Abstract
• Overall structural comparison of spike glycoproteins similar to SARS-CoV-2 reveals high levels of structural conservation and outlines potential host-jumping pathways.
• Many solved spike proteins can perform in vivo human ACE2 binding and pseudovirus entry, which is increased up to ∼200-fold with single RBD mutations.
• Sequence and structure variation exists in S proteins similar to SARS-CoV-2 to preferentially adopt the RBD ‘down’ conformation, favourable for bat coronavirus transmission routes.

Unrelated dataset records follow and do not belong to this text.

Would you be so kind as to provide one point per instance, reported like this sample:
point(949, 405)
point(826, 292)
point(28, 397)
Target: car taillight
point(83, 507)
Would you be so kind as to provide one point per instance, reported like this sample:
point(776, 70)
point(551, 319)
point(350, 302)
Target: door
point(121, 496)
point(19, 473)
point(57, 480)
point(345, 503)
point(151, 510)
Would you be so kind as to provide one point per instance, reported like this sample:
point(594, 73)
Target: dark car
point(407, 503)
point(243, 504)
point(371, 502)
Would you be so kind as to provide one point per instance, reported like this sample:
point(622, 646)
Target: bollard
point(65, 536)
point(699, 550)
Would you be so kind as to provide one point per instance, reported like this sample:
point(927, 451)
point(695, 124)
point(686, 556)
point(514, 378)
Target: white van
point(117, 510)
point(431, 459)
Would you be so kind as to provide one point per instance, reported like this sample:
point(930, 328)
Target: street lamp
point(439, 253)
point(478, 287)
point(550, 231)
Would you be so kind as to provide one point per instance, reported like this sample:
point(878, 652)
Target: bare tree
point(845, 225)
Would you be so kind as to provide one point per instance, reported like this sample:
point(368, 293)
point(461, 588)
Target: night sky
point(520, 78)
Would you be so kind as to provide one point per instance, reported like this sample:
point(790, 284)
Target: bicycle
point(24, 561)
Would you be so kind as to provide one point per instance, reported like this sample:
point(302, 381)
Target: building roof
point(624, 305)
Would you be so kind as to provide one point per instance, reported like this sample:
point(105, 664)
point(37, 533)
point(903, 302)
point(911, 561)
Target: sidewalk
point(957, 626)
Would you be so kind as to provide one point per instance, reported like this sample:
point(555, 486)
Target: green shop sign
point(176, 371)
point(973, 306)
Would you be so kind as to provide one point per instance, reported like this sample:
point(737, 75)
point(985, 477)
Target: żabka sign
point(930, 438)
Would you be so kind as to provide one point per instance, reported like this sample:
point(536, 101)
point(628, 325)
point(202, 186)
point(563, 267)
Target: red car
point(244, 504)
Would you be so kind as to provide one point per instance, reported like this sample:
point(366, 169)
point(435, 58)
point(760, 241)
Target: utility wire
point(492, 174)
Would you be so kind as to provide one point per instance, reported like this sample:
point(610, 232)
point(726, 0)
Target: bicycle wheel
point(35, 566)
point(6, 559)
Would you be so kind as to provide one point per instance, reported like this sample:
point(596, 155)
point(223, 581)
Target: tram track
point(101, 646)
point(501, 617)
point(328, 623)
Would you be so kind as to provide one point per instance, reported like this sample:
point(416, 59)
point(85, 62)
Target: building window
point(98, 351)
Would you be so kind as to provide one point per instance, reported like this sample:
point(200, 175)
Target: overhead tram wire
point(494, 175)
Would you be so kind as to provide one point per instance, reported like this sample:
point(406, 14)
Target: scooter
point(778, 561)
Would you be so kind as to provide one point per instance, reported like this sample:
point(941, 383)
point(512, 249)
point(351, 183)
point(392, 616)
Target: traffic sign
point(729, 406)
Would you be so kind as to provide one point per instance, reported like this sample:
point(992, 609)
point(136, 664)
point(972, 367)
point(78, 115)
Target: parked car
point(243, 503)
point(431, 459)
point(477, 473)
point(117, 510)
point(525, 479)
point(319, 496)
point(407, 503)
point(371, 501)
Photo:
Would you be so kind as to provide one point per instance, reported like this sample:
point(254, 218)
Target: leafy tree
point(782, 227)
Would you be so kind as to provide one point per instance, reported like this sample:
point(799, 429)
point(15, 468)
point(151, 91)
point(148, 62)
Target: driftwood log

The frequency of zoonotic viral emergence within the Coronaviridae family highlights the critical need to understand the structural features of spike proteins that govern viral entry and host adaptation. Investigating the structural conservation and variation in key regions of the spike protein—those involved in host range, binding affinity, viral entry, and immune evasion—is essential for predicting the evolutionary pathways of coronaviruses, assessing the risk of future host-jumping events, and discovering pan-neutralising antibodies. Here we summarise our current structural understanding of the spike proteins similar to SARS-CoV-2 from the Coronaviridae family and compare key functional similarities and differences. Our aim is to demonstrate the significant structural and sequence conservation between spike proteins from a range of host species and to outline the importance of animal coronavirus surveillance and structural investigation in our endeavour for pandemic preparedness against emerging viruses.